Reset with wide B format pages to give generous margins for notes


Customer Reviews

"The real offense was her having a mind of her own at all."5
When Isabel Archer, a bright and independent young American, makes her first trip to Europe in the company of her aunt, Mrs. Touchett, who lives outside of London in a 400-year-old estate, she discovers a totally different world, one which does not encourage her independent thinking or behavior and which is governed by strict rules of behavior. This contrast between American and European values, vividly dramatized here, is a consistent theme in James's novels, one based on his own experiences living in the US and England. In prose that is filled with rich observations about places, customs, and attitudes, James portrays Isabel's European coming-of-age, as she discovers that she must curb her intellect and independence if she is to fit into the social scheme in which she now finds herself.

Isabel Archer, one of James's most fully drawn characters, has postponed a marriage in America for a year of travel abroad, only to discover upon her precipitate and ill-considered marriage to an American living in Florence, that it is her need to be independent that makes her marriage a disaster. Gilbert Osmond, an American art collector living in Florence, marries Isabel for the fortune she has inherited from her uncle, treating her like an object d'art which he expects to remain "on the shelf." Madame Serena Merle, his long-time lover, is, like Osmond, an American whose venality and lack of scruples have been encouraged, if not developed, by the European milieu in which they live.

James packs more information into one paragraph than many writers do in an entire chapter. Distanced and formal, he presents psychologically realistic characters whose behavior is a direct outgrowth of their upbringing, their conflicts resulting from the differences between their expectations and the reality of their changed settings. The subordinate characters, Ralph Touchett, Pansy Osmond, her suitor Edward Rosier, American journalist Henrietta Stackpole, Isabel's former suitor Caspar Stackpole, and Lord Warburton, whose love of Isabel leads him to court Pansy, are as fascinating psychologically and as much a product of their own upbringing as is Isabel.
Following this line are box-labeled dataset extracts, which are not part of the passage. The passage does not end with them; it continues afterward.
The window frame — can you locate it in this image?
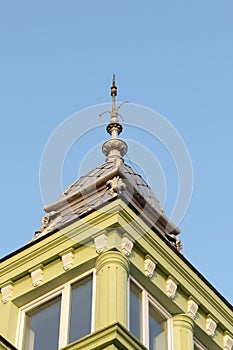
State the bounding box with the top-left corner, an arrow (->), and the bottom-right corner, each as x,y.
16,269 -> 96,350
127,276 -> 173,350
193,337 -> 208,350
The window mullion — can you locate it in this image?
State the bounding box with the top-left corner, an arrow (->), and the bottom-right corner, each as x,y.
59,283 -> 71,348
142,289 -> 149,347
91,271 -> 96,333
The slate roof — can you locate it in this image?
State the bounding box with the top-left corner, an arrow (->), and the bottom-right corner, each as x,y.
32,157 -> 180,252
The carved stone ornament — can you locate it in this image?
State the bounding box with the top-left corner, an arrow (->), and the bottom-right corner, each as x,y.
144,257 -> 156,278
1,284 -> 13,304
166,277 -> 177,299
61,252 -> 74,271
31,268 -> 43,287
187,298 -> 198,318
223,334 -> 233,350
94,234 -> 107,254
206,316 -> 217,337
121,237 -> 134,256
106,176 -> 126,195
102,138 -> 128,157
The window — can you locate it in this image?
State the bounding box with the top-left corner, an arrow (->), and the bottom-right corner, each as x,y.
194,338 -> 208,350
24,297 -> 61,350
129,278 -> 172,350
18,274 -> 94,350
69,276 -> 92,343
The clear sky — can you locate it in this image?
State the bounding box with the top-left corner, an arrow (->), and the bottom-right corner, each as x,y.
0,0 -> 233,302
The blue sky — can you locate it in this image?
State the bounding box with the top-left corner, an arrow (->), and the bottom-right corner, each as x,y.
0,0 -> 233,302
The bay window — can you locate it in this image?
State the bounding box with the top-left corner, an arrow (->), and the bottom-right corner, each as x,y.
18,274 -> 94,350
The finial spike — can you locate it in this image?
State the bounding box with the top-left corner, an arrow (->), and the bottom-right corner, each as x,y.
112,74 -> 116,86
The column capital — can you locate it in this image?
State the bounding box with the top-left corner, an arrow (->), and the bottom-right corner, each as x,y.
96,250 -> 129,274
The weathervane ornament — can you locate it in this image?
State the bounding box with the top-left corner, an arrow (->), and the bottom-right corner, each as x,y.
99,74 -> 128,159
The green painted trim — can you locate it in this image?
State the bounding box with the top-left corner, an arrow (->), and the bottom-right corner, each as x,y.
62,322 -> 147,350
0,335 -> 17,350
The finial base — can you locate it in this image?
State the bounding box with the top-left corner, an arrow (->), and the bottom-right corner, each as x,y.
102,139 -> 128,158
106,123 -> 123,135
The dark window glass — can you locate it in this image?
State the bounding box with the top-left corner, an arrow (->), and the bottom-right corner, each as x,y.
129,282 -> 142,339
24,297 -> 61,350
149,304 -> 165,350
69,275 -> 92,343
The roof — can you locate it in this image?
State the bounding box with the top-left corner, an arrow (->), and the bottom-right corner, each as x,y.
32,78 -> 181,251
32,154 -> 179,250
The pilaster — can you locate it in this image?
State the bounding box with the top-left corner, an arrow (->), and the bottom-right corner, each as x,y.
95,251 -> 129,330
173,314 -> 194,350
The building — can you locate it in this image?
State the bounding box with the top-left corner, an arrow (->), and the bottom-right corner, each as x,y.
0,79 -> 233,350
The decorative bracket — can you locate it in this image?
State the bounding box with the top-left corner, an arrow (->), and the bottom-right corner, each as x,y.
106,176 -> 126,196
121,236 -> 134,256
29,265 -> 43,287
205,315 -> 217,337
1,283 -> 13,304
166,276 -> 177,299
223,333 -> 233,350
187,297 -> 198,319
94,234 -> 107,254
144,256 -> 157,278
61,249 -> 74,271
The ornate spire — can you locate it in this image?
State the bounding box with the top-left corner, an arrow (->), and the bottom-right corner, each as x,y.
102,74 -> 128,159
107,74 -> 122,139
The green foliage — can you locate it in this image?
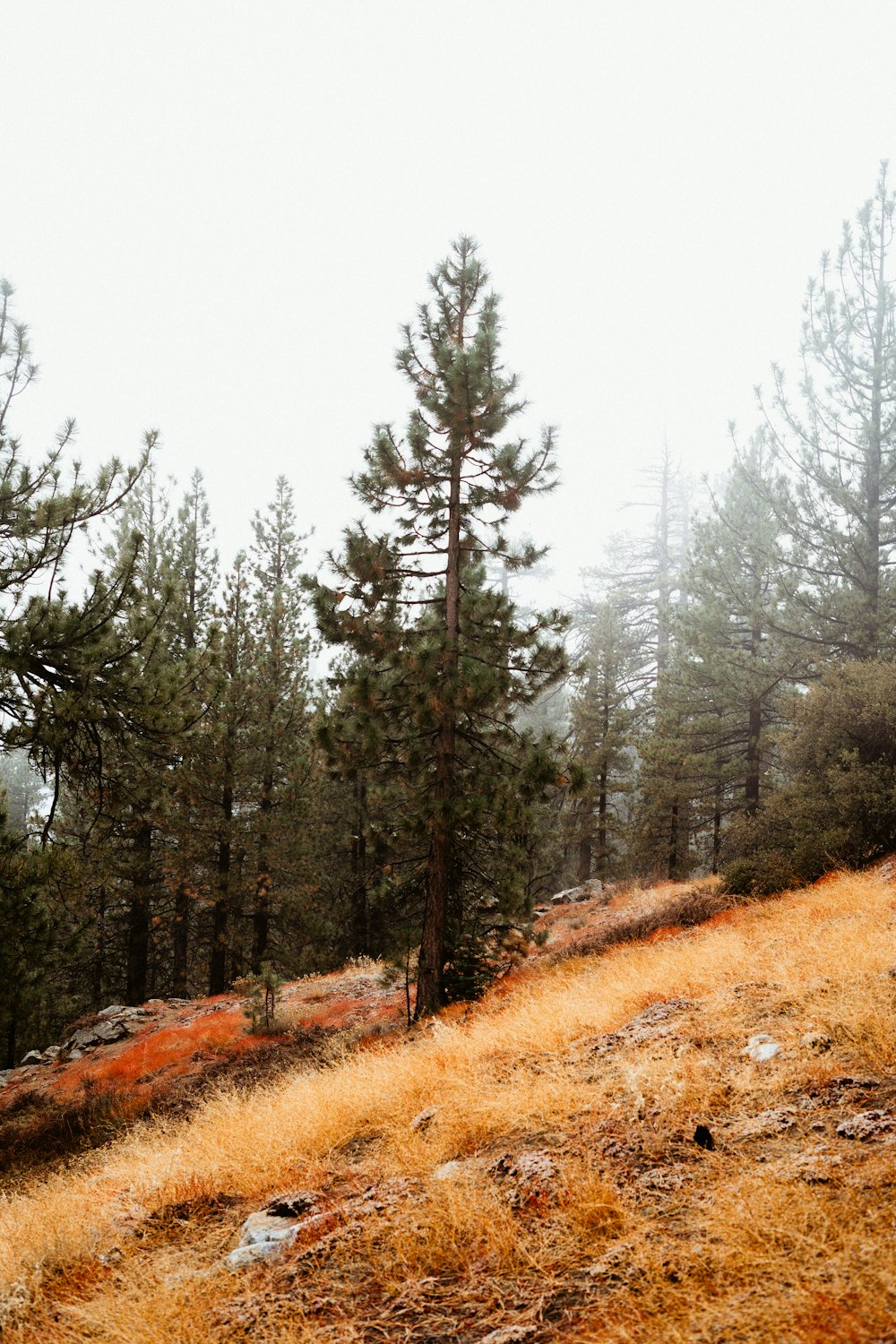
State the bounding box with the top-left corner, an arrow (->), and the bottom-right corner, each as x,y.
312,238 -> 565,1012
724,663 -> 896,892
234,961 -> 283,1037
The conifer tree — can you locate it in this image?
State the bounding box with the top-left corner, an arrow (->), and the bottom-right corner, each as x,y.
200,551 -> 253,995
763,163 -> 896,660
573,599 -> 641,882
315,237 -> 565,1015
248,476 -> 310,975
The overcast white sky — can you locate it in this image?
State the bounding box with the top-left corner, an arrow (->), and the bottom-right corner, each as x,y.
0,0 -> 896,596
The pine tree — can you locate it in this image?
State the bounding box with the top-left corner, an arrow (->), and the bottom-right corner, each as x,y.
763,163 -> 896,660
315,237 -> 565,1015
248,476 -> 310,975
573,599 -> 641,882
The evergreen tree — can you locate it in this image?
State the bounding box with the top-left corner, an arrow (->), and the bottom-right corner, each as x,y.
248,476 -> 310,975
315,237 -> 565,1015
573,599 -> 641,882
764,163 -> 896,659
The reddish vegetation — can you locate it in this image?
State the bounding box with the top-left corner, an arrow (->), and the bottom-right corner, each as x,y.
0,883 -> 740,1167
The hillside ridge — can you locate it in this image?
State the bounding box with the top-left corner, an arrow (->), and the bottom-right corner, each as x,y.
0,867 -> 896,1344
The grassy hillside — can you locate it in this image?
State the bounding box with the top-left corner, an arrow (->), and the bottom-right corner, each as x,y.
0,873 -> 896,1344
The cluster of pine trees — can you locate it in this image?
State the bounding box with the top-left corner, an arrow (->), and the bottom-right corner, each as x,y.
571,164 -> 896,887
0,238 -> 568,1062
0,166 -> 896,1064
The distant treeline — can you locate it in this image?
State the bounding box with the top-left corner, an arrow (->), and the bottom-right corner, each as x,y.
0,166 -> 896,1064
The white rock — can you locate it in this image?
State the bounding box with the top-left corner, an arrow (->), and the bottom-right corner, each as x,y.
433,1159 -> 463,1180
740,1032 -> 780,1064
409,1107 -> 439,1134
224,1214 -> 298,1269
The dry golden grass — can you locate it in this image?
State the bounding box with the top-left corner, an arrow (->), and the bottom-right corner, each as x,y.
0,875 -> 896,1344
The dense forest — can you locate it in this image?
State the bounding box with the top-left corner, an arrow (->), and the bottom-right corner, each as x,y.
0,166 -> 896,1067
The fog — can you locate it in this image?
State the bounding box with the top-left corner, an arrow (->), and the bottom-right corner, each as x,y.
6,0 -> 896,599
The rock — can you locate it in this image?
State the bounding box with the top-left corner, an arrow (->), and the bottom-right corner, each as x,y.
262,1190 -> 320,1218
740,1031 -> 780,1064
837,1110 -> 893,1142
433,1159 -> 463,1180
737,1107 -> 797,1139
94,1021 -> 127,1046
479,1325 -> 538,1344
487,1148 -> 560,1209
224,1176 -> 420,1269
224,1190 -> 318,1269
65,1027 -> 99,1051
409,1107 -> 439,1134
97,1004 -> 149,1021
777,1148 -> 842,1185
799,1031 -> 831,1055
586,1242 -> 642,1284
694,1125 -> 716,1153
571,999 -> 694,1055
635,1167 -> 685,1191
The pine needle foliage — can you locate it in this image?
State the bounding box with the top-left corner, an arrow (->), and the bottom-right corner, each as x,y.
312,237 -> 567,1015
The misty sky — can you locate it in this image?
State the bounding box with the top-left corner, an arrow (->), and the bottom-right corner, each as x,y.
0,0 -> 896,597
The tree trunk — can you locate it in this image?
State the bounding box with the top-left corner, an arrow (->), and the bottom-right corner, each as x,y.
352,774 -> 369,957
170,882 -> 191,999
5,999 -> 19,1069
251,738 -> 274,976
745,699 -> 762,817
125,822 -> 151,1004
414,446 -> 461,1019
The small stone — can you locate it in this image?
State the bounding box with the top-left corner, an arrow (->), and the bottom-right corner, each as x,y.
94,1021 -> 127,1046
694,1125 -> 716,1153
479,1325 -> 536,1344
65,1027 -> 99,1050
737,1107 -> 797,1139
487,1148 -> 559,1209
740,1032 -> 780,1064
837,1110 -> 893,1142
433,1159 -> 463,1180
635,1167 -> 685,1191
799,1031 -> 831,1055
264,1190 -> 320,1218
778,1148 -> 842,1185
586,1242 -> 643,1284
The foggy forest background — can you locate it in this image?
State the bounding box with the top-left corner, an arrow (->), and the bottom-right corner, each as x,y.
0,166 -> 896,1067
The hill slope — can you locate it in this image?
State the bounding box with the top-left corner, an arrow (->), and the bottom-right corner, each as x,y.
0,873 -> 896,1344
As the setting moves from America to England, Paris, Florence, and Rome, James develops his themes, and as Isabel's life becomes more complex, her increasingly difficult and emotionally affecting choices about her life make her increasingly fascinating to the reader. James's trenchant observations about the relationship between individuals and society and about the effects of one's setting on one's behavior are enhanced by the elegance and density of his prose, making this a novel one must read slowly--and savor. Mary Whipple

A masterpiece of world litterature5
What makes this book a masterpiece is the incredible art of creating characters. The complexity, the nuances and the strength of the characters created can only be compared with stendhal or flauber. James also succeeds in portraying british and american society in the beginning of the century forming a comparison still quite relevant. The language is brilliant and the story beautiful. A must-read.

New World womanhood suppressed but triumphant4
Isobel Archer, the cream of American womanhood, makes an unhappy marriage and lives in a fascinating but decadent Italy. Her New World classlessness belies her ease and familiarity among English aristocracy. Isobel's willingness to endure her living despair at her domestic and Europe-bound constraints results from her personal moral values which her North American Puritan background has given her.

Being British myself, I took 'The Portrait of a Lady' more seriously at first than when I reflected hard upon the declining Henry James's own succumbing to Old Europe's temptations by becoming a British subject in 1915, shortly before his death. But its sheer power as a novel stands. A must for Donald Rumsfeld's retirement reading.